Wednesday, October 28, 2009

What You Can Do

I am flattered and humbled when asked to be a patient safety advocate for someone. I’m good and know I can do the job. Sadly I can’t guarantee someone’s safety, some things have to be left to the people who work in medicine to do the job correctly.

What is even more important is not my sitting at a patients bedside or taking them to the doctor, but making sure they have adequate family (and friends) support.

Have you ever said the words “if there is anything I can do please call”? Well there is something you can do. Offer to come over and make a list of the
patient’s medical records, medications and allergies. There is always a place for the person who wants to make a tuna casserole to help out, but there are things that need to be done that often are not even considered.

When your friend tells you that he / she has cancer, needs surgery or has been diagnosed with a new ailment such as diabetes, high blood pressure or multiple sclerosis, grab a marble notebook and pen and write down their thoughts that they share, questions they may have and fears they begin to tell you. These items on paper can become a lifesaver when they are supposed to remember in the doctor’s office what they were thinking 2 weeks ago.

For Thanksgiving or the holidays invite a friend to dinner and say let’s help each other get our medical life in order.

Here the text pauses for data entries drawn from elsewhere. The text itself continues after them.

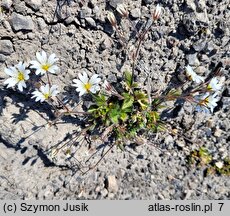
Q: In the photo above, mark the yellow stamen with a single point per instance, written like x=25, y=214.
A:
x=87, y=86
x=46, y=95
x=204, y=102
x=209, y=87
x=45, y=67
x=20, y=76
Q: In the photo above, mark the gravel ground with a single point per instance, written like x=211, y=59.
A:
x=189, y=31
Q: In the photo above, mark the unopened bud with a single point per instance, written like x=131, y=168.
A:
x=107, y=86
x=112, y=19
x=157, y=12
x=122, y=10
x=132, y=52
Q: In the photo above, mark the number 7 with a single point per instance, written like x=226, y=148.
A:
x=221, y=205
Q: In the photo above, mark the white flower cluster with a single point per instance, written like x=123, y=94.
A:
x=19, y=74
x=211, y=97
x=44, y=64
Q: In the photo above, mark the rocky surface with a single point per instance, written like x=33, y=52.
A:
x=194, y=32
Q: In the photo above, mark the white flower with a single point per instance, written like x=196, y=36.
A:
x=219, y=164
x=157, y=12
x=45, y=93
x=207, y=101
x=85, y=85
x=18, y=76
x=215, y=84
x=192, y=75
x=122, y=10
x=112, y=18
x=44, y=64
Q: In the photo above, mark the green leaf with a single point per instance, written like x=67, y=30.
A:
x=142, y=99
x=114, y=113
x=100, y=100
x=128, y=101
x=128, y=78
x=123, y=117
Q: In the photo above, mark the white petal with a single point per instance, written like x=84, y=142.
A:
x=83, y=77
x=94, y=88
x=35, y=64
x=47, y=89
x=40, y=71
x=78, y=82
x=83, y=91
x=53, y=90
x=52, y=58
x=42, y=57
x=20, y=67
x=21, y=85
x=53, y=69
x=94, y=79
x=12, y=81
x=10, y=72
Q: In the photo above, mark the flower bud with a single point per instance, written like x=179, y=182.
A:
x=112, y=18
x=122, y=10
x=157, y=12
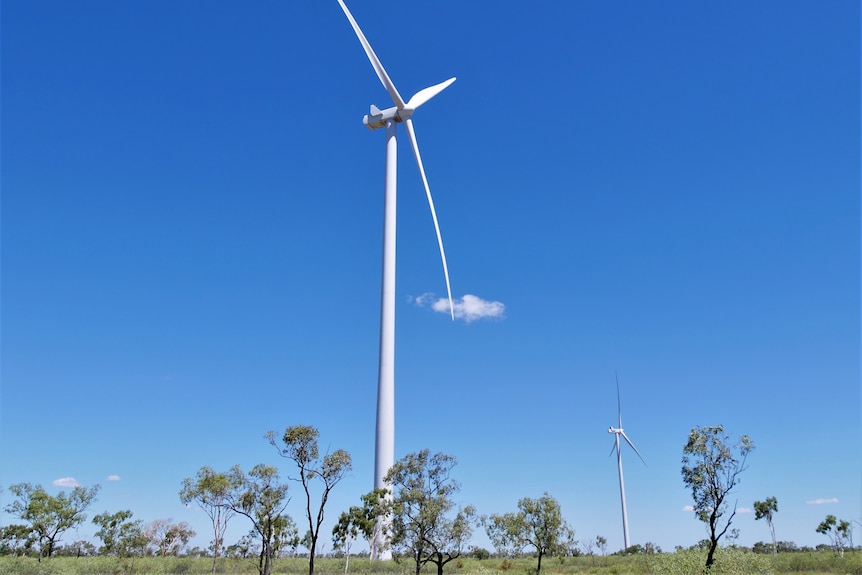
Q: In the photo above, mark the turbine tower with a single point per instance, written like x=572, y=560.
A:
x=401, y=113
x=618, y=431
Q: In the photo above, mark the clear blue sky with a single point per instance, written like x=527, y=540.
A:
x=191, y=239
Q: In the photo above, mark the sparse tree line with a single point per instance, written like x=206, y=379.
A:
x=417, y=519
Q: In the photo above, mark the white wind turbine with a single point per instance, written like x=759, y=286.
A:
x=389, y=118
x=618, y=431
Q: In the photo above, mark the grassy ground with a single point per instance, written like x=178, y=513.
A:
x=679, y=563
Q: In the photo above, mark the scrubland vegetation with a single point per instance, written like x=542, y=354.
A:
x=426, y=530
x=684, y=562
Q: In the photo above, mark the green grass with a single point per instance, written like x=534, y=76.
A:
x=678, y=563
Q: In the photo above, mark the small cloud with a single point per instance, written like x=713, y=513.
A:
x=469, y=308
x=822, y=501
x=66, y=482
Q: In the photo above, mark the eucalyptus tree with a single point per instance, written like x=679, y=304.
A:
x=538, y=523
x=120, y=534
x=766, y=510
x=839, y=532
x=48, y=517
x=167, y=538
x=360, y=520
x=425, y=521
x=711, y=467
x=262, y=498
x=211, y=491
x=300, y=446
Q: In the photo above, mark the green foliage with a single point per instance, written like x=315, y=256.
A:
x=300, y=445
x=262, y=498
x=120, y=534
x=838, y=531
x=726, y=562
x=425, y=522
x=766, y=510
x=689, y=562
x=538, y=523
x=211, y=491
x=711, y=469
x=48, y=517
x=362, y=520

Most of us have at least one day off over the holidays, use 2 hours to organize your
advanced directives, health care proxy and other important legal papers.

As I help my friend move his grandmother’s belongings following her move to a nursing home, we lift an item and see a name taped to the bottom. "These are the people she wants the item to go to" he tells me. What a considerate woman she must be to think ahead and plan who will get the statue and the vase. But most of us don’t think of talking about our last wishes for ourselves. Many of us don’t want to face it – so do it for a friend and they will do it for you.

Sunday, October 25, 2009

Patient Safety, a Convenience?

In the last weeks we read about hospital workers protesting their right to not get vaccinated against the H1N1 flu. They protested outside hospitals but still, there was a mandate that hospital workers get the vaccine to keep themselves, and the patients from getting the virus. A mandate to keep us safe until………………. It is no longer available?

Ironically the government wants to keep us safe while it is convenient. I have always been skeptical about policies that include paying large amounts of money in purchases to, lets say the pharmaceutical company that makes the vaccine? Is it only an amount of time until we trace that company back to campaign funds? I have no idea. I’m just guessing but it does concern me that the governor wants to keep us safe by making something mandatory until it’s no longer convenient.
I would hate to think that there is a choice to refill soap dispensers or practice other safety policies and standards until of course, it’s just not convenient

Friday, October 23, 2009


During the state hearings this week I heard, as I have heard in the past, hospitals and professional associations of medical groups tell about their wonderful services and patient safety practices. These hearings, I learned were triggered by a series by the NY Daily News this summer of problems related to the safety of patient care in New York. (see below for the articles).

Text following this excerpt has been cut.